Ces femmes dites "difficiles" parce qu'elles n'ont pas voulu se conformer aux stéréotypes
Le dernier livre de Karen Karbo dresse le portrait de 29 femmes indépendantes et courageuses, de Jane Goodall en passant par Frida Kahlo et Billie Jean King.
Comme l'a si bien dit Katharine Hepburn, « si vous respectez toutes les règles, vous passez à côté de tous les plaisirs ». Karen Karbo, auteure du livre In Praise of Difficult Women, nous a accordé une interview pour discuter de quelques femmes iconiques qui l'ont inspirée, de l'aviatrice Amelia Earhart en passant par la journaliste Rachel Maddow et la primatologue et exploratrice National Geographic Jane Goodall. Toutes ces femmes ont deux points communs : une détermination sans faille et le courage de casser les codes.
Interviewée depuis sa maison à Portland, dans l'Oregon, Karen Karbo explique pourquoi Jane Goodall était l'une de ses héroïnes d'enfance ; pourquoi elle trouve qu'il est difficile d'être une femme moderne et pourquoi les femmes sont considérées comme « difficiles » dès lors qu'elles assument de ne pas correspondre à des stéréotypes.

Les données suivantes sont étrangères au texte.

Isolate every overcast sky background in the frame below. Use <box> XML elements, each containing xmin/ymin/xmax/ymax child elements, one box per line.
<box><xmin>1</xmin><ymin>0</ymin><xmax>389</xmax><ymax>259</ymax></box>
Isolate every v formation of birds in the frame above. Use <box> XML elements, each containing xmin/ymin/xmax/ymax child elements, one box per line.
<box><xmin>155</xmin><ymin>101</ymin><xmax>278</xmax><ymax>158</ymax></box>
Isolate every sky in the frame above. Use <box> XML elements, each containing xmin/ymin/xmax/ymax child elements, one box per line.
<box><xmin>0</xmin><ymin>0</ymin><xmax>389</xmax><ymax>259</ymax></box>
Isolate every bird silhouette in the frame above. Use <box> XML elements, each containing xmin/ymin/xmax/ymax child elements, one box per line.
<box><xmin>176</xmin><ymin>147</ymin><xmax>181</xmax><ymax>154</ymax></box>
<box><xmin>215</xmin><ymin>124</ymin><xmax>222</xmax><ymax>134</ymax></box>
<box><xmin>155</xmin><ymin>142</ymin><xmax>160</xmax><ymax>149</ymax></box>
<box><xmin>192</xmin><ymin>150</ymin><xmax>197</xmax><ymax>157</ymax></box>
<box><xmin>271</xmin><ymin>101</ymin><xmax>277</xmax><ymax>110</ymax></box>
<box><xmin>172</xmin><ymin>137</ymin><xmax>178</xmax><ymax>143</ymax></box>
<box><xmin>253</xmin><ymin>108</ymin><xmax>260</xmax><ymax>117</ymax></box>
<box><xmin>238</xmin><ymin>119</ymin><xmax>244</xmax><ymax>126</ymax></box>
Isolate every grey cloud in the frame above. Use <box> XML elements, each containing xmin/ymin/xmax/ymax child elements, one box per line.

On considère souvent qu'être difficile est un mauvais trait de caractère, mais pour vous, il s'agit d'une qualité. Pouvez-vous nous expliquer ce paradoxe et le lien entre les différentes femmes que vous mentionnez dans votre livre ?
Le titre du livre ne mentionne pas les sous-entendus qui entourent le terme « difficile ». Les femmes fortes, passionnées et déterminées ne se pavanent pas en disant « Regardez, je suis difficile ». Elles ne font que vivre leur vie. Ce terme « difficile » est utilisé par les autres pour décrire ces femmes. Si vous vous moquez de ce que les gens pensent, vous serez considérée comme une femme difficile parce que vous ne faites pas ce que l'on attend de vous. Une femme difficile est donc une femme qui ne fait pas ce qu'elle devrait faire, une femme qui dérange ou une femme qui estime que ses propres besoins, objectifs et désirs sont aussi importants que ceux des autres. L'une des premières critiques du livre m'a dit que la barre était bien basse. Je l'ai remercié d'avoir souligné ce point pour moi. Il ne faut pas grand chose pour être perçue comme une femme difficile. C'est pour cela que nous sommes si nombreuses [rires].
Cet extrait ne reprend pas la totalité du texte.